Posted: 6th February 2014

A year on from the introduction of the Retail Distribution Review (RDR), has it been a success?

The banks have largely left the retail investment space. In addition, many firms have found that advice does not pay beneath a threshold of, say, £100,000 net investment. These two factors suggest that there is a mass market missing out on advice. Is this bad news? In the short term – yes. However, what RDR has left is an industry in more robust shape than before: firms with unsustainable business models have left the market; the fittest have survived, and indeed are said to now be prospering. Martin Wheatley has admitted, however, that RDR implementation was too slow.

Despite these issues, in the view of this author – perhaps controversially – the FCA can justifiably consider the RDR a success for the regulator, the market and customers.

The three planks of RDR

  • Independent and restricted advice
  • Raising professionalism (through higher qualifications)
  • Adviser charging – where the customer pays the adviser for advice, and that charge is not linked to a product

The FCA conducted thematic work which found some firms held themselves out as ‘independent’ but failed to demonstrate that they actually were. In many ways, advisers being ‘independent’ as opposed to ‘whole of market’ is more onerous for the adviser; he/she needs to consider a wider range of products. Now the industry is meeting this challenge, as intended. With higher professionalism, advisers should be capable of providing more holistic advice. Advisers are better equipped with wider and deeper knowledge. Built on this foundation, customers should be getting better outcomes.

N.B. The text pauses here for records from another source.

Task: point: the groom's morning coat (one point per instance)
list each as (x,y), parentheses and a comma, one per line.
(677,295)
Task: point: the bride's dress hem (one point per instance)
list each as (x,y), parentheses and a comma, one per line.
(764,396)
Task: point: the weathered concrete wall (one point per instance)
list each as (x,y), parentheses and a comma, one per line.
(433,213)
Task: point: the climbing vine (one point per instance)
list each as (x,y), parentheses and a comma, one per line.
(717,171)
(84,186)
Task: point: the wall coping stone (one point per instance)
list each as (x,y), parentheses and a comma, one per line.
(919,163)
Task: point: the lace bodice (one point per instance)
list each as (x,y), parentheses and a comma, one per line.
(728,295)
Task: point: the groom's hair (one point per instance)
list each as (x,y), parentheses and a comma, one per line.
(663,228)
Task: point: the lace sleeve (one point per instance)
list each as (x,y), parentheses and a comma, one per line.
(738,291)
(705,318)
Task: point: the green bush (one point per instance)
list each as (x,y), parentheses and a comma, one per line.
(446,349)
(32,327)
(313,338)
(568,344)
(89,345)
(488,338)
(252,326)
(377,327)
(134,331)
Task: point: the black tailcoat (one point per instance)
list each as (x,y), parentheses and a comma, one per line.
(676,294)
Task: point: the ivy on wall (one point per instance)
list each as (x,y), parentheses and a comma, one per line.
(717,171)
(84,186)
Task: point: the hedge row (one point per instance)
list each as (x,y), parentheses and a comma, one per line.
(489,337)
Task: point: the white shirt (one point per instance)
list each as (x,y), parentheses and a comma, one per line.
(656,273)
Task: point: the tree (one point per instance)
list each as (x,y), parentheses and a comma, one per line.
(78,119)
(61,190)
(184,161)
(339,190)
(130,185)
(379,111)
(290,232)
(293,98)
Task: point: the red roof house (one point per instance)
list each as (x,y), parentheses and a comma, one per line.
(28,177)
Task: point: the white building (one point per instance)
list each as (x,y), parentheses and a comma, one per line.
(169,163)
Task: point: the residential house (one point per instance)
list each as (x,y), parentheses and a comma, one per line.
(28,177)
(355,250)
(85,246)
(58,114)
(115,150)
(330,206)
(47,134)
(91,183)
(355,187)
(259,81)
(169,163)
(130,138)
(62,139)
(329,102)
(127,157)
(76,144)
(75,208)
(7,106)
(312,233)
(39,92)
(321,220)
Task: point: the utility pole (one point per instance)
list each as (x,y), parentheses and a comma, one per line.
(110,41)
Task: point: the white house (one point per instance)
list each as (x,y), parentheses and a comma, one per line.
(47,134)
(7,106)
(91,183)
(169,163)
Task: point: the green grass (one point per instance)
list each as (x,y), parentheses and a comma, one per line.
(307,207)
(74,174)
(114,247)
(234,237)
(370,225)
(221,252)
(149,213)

On adviser charging, the FCA thematic work found that the level of charges needs to be clearer to customers, particularly in cash terms. Also covered in FCA thematic work, advisers held themselves out as offering ‘restricted’ advice but failed to explain the restriction. There have been calls for FCA to review the ‘independent’ and ‘restricted’ labels, but now is surely a time for stability. Greater clarity around ‘independence’ and engagement with firms is required from the FCA to help firms achieve better customer outcomes.

What should firms do now?

To succeed in the post RDR world, firms must focus in FCA terms on ‘good customer outcomes’: put the customer at the heart of their decision making. In RDR terms this means:

  • Clearly explaining the proposition to customers
    – If independent, make sure the full range of retail investment products is considered. A ‘one size fits all’ proposition will not be appropriate
    – If restricted, they must ensure they explain the nature of that restriction clearly to customers
  • Ensuring customers understand the cost of advice
  • Ensuring customers clearly understand the nature of the ongoing service. Does the language make clear how it works in practice? Will the customer be surprised further down the line?
  • Perhaps most importantly, business models need to be sustainable. That provides greater protection for customers

For those firms currently outside the retail investment space, such as bankassurers, this is a time to be innovative – putting together new propositions which are sustainable and which are good for customers. That may mean greater use of an internet-based solution. It certainly involves being more imaginative in putting together a quality advice solution which is affordable to the customer whilst at the same time is commercially viable for the firm. In the medium term, the gap left by the banks in particular will be filled with new propositions. The challenge is to ensure those new propositions are good for the customer.

A glass half full or half empty? Seen this way, it is half full. The market is now based on much stronger foundations and can build on those.